Because there are civilian consumer systems, and state apparatus systems. The
civilian consumer systems just leave shit out in the open, all over the place,
and make a mess, with no obligation to common, clueless people.

Everyone knows that no effort is made to retain military operational security
for sloppy, undisciplined non-combatants.

Anyone with clearance to actual hardened systems, sees a clear difference from
the other side of the wall, and questions why the charade must go on, when
it'd be so much easier to dispose of the pretense that there's "privacy" to be
had, and see investigations forced to prosecute with so much parallel
construction.

The state apparatus systems, in their minds, deserve preservation of secrecy,
because it puts the owners at an advantage.

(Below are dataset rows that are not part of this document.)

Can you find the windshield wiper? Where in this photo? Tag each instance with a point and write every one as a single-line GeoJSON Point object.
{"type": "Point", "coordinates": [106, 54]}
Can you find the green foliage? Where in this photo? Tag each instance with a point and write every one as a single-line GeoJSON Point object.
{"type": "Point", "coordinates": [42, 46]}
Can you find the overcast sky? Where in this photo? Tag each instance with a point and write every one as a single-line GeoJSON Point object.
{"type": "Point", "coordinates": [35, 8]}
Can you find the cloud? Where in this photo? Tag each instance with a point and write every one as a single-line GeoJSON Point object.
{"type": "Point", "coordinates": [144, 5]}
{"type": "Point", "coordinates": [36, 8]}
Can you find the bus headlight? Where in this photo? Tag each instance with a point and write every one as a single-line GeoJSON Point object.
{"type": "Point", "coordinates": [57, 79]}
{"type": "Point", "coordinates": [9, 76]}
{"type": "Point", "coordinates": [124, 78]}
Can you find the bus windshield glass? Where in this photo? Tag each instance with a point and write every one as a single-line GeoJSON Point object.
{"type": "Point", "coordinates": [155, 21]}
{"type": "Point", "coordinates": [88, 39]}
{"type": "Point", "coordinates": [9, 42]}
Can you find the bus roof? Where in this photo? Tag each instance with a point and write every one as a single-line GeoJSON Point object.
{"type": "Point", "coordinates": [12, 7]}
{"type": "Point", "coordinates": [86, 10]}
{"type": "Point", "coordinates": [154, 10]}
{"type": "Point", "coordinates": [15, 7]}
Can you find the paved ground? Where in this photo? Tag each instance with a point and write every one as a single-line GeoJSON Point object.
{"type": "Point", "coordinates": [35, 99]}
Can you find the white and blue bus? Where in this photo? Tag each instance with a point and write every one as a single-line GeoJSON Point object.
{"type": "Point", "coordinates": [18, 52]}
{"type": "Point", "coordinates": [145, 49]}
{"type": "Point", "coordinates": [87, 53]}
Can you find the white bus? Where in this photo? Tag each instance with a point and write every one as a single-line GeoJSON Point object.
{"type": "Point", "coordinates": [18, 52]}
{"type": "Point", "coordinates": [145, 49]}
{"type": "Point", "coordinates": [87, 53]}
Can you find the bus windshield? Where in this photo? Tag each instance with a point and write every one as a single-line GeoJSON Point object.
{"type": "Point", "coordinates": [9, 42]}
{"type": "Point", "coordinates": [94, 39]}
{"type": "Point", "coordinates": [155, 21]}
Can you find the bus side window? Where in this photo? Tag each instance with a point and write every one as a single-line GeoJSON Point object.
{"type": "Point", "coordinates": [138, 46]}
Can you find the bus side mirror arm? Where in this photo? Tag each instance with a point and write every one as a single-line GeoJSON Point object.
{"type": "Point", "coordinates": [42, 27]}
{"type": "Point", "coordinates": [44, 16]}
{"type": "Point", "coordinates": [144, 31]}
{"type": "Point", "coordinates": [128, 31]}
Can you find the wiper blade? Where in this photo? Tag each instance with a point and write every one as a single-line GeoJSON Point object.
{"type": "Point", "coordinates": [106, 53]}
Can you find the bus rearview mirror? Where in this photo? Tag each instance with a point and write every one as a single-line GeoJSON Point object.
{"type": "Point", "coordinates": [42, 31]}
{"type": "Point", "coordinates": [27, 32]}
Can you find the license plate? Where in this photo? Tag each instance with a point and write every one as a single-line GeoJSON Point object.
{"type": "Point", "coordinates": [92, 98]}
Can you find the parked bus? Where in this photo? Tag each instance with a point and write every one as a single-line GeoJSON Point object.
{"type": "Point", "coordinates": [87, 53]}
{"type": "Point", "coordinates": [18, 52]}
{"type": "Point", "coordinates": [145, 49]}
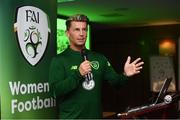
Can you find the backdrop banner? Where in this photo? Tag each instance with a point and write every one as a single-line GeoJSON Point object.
{"type": "Point", "coordinates": [27, 36]}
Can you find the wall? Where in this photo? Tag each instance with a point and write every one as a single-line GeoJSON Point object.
{"type": "Point", "coordinates": [116, 44]}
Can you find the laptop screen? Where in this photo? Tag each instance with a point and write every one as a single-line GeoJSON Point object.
{"type": "Point", "coordinates": [163, 90]}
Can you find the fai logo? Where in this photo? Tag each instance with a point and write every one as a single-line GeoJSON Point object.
{"type": "Point", "coordinates": [32, 32]}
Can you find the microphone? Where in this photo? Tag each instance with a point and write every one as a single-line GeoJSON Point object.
{"type": "Point", "coordinates": [88, 76]}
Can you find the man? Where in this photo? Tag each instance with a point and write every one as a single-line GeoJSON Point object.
{"type": "Point", "coordinates": [76, 75]}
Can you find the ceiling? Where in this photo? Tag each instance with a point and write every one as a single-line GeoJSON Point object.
{"type": "Point", "coordinates": [124, 12]}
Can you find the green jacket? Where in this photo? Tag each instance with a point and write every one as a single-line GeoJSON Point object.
{"type": "Point", "coordinates": [74, 101]}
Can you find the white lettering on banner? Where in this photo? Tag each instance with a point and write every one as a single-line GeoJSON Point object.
{"type": "Point", "coordinates": [19, 88]}
{"type": "Point", "coordinates": [34, 104]}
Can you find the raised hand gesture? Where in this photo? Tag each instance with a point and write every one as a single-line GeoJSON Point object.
{"type": "Point", "coordinates": [133, 68]}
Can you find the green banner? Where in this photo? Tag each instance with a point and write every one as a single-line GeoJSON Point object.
{"type": "Point", "coordinates": [27, 36]}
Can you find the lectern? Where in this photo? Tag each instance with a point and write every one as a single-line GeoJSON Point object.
{"type": "Point", "coordinates": [158, 111]}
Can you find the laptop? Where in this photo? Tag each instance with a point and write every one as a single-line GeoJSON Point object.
{"type": "Point", "coordinates": [159, 98]}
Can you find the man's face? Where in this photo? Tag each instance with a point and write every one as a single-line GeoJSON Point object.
{"type": "Point", "coordinates": [77, 34]}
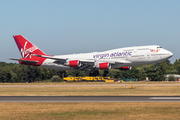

They seek advantage by crippling
consumer civilian systems. This is the line of reasoning from their
perspective. Render outsiders defective. Create real systems for themselves.
Maintain authority by denying useful systems to unknown quantities.

------
peterwwillis
_> "What nobody wants to have happen is something terrible happen in the
United States and it be connected to our inability to access information with
lawful authority."_

But they're not asking for that. They're asking for the ability to force
companies to grant them access to information _without_ something terrible
happening.

The only way you could _prevent_ something terrible happening, and have that
_prevention_ be "connected to [their] ability to access information with
lawful authority", is to have the ability to inspect private data. And the
only reasonable way they would do that is to do it _surreptitiously_.

They could try just asking the user to unlock their iPhone, or demand it with
a court order (where I assume they can plead the 5th), but either would tip
the suspect off. So they have to do it without the user's knowledge. And the
only way to do that is if the company has a backdoor, or makes it so
incredibly insecure as to no longer guarantee privacy at all.

The only logical way to give the FBI what it wants is to compromise user
privacy.

 _> During the session, Comey also made repeat plays for expanding the scope
of national security letters (NSL) — arguing that these administrative
subpoenas were always intended to be able to acquire information from internet
companies, not just from telcos._

The FBI claims that they would always get permission from a judge for invading
user privacy. In the next breath, they want to expand NSLs, which is invading
user privacy without requiring a judge's approval.

Both Lavabit and Silent Circle have had to close down their businesses after
Lavabit was unreasonably demanded by the government (in a gag-ordered search
warrant) to give up its private TLS keys, exposing all its users' privacy. But
no law enforcement agency gives a shit about privacy; only secrecy.

------
mgleason_3
Unbelievable. Just happened to see a clip today
([https://goo.gl/F9XeQU](https://goo.gl/F9XeQU)) where Feinstein was
"grilling" Comey about announcing the investigation into Clinton right before
the election.

When Feinstein totally let him off the hook I was floored?!? He interfered
worse than the Russians - how does he still have a job?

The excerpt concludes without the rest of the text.